I’ve climbed staircases in my life, literal ones. The one in my childhood home that stopped on a landing at the front door of our bi-level and then up to the living room. The one in our farmhouse apartment, curved and with gaps in the wooden steps where crickets would get stuck in the summertime and “serenade” us at night. Our first house which had 2. One set was short with carpet, the other without risers, so Colin could hang his feet through. Our house in Landisville which had crazy steep steps that we carried and soothed all 3 of our children up and down. The one we carried countless pieces of drywall up as we flipped that house. And finally our staircase here at our current home- the one that echoes with kids and teenagers running and rushing up and down. The one with a weird crick that you avoid if everyone’s finally asleep.

As I consider the literal staircases I’ve traveled, I can’t help but consider the figurative ones as well. I’ve climbed a few and reached the top. I’ve started many realizing halfway up that on my own isn’t going to work, I’m going to need to use the handrail. Sometimes crawled to the top using both handrails. I’ve slipped down a few. Gotten tired of climbing and taken a seat. Run up and back down a few.
In a conversation this past week I was told that not everyone sees the staircase the same. Some people see the steps and are comfortable with just knowing that. Some people see the whole thing. That’s me. I’d really prefer to see the whole thing before I start it. I’d like to know how long it might take, how many steps are involved. Is this one I can run up or will it take all I have to climb it. Will it take my breath away?
Others are comfortable climbing the steps not knowing how the climb might go, just knowing they want to be on the climb.
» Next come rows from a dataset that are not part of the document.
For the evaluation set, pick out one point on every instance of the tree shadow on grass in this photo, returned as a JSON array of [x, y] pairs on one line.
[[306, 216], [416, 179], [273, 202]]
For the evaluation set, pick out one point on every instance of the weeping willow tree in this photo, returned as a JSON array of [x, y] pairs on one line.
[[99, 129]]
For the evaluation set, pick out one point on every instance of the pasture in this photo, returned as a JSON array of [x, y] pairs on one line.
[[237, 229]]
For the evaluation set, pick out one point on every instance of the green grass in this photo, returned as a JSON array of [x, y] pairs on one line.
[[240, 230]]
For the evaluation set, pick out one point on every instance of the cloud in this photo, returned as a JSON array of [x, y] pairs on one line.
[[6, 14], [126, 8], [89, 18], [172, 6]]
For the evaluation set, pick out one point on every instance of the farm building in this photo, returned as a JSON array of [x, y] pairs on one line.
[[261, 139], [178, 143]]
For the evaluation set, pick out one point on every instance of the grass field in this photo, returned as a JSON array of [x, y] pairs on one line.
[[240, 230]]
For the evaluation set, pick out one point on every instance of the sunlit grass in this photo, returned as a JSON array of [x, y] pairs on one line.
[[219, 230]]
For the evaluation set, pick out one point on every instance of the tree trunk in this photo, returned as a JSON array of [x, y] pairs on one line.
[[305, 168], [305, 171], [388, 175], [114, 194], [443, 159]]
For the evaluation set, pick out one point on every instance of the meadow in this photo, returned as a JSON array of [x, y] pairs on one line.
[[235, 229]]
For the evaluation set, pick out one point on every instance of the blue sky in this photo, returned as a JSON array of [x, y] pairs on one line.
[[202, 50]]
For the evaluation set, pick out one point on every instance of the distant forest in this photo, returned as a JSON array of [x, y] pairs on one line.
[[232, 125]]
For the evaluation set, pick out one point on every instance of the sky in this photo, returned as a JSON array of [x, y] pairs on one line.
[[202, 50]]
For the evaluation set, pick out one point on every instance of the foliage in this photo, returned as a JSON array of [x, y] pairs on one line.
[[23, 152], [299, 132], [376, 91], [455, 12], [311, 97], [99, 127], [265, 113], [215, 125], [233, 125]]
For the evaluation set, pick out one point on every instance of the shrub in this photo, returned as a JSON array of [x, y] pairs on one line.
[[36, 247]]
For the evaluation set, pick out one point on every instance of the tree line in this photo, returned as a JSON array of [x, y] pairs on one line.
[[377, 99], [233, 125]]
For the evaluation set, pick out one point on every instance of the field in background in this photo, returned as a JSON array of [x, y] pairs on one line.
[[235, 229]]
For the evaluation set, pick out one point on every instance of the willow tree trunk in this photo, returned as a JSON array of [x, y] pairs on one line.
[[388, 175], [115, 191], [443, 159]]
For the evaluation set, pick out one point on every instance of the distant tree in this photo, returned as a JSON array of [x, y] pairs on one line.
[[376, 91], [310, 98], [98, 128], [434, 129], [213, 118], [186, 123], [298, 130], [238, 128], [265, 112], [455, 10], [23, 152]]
This past week I realized how paralyzed I have felt climbing the staircases of the last 3 months. Paralyzed in little bits here and there sometimes started by the news, by another’s heartache, by my kid’s unanswerable questions, even by a prophetic word or sermon.
When I felt like God revealed my paralysis with Him this week, I’ve had to decide which staircases I want to continue to climb. I’ve come to realize I have the tendency to trip over the first step or miss a step because I am focusing on, trying to understand and figure out the whole staircase. Do I quit the staircase because I can’t get comfortable on the climb? Do I really want to jump from the staircase because I don’t know what’s ahead?
It’s made me consider what the past 100 steps mean to me? Wasn’t the previous climb worth more than the uncomfortable step you find yourself on now? Even if the next one seems insurmountable? If I’ve been holding onto The Hand Rail, trusting Him to know the steepness, upcoming curves, gaps in the steps, can’t I trust Him to also set my pace.
So this week instead of making these big leaps from the steps, I’ve decided to stick out the figurative staircases in my life. The unknown climbs of small business, church ministry, my personal spiritual, emotional, and mental health. I’m hanging for dear life to The Hand Rail. As I gain my footing, make myself comfortable, talk myself out of giving up, He’s been saying “Bethany, just slow your climb.”
Slowing my climb means taking this time day to day, week to week, month to month.
Slowing my climb may mean paying someone to cover the shop this summer.
Slowing my climb means having grace for myself and space to not be what I see as perfection.
Slowing my climb means taking care of myself and my family as much as I have my friends and customers in the past.
Slowing my climb means taking this amazing opportunity of a reset to fix what quarantine revealed wasn’t working and what was missing.
Slowing my climb is focusing on the here and the now.
Slowing my climb recognizes this grass is green. This space is enough. This is a step on a big beautiful staircase.
The staircase climb isn’t worth it if I don’t take the time to enjoy the steps. To learn from the climb. To trust in Him as I find my safety and security in Him on the steps.
Beautifully said🌷
Yes! That’s exactly it, Bethany. Thank you.
THIS! So many of us needed to hear this, Bethany. Thank you!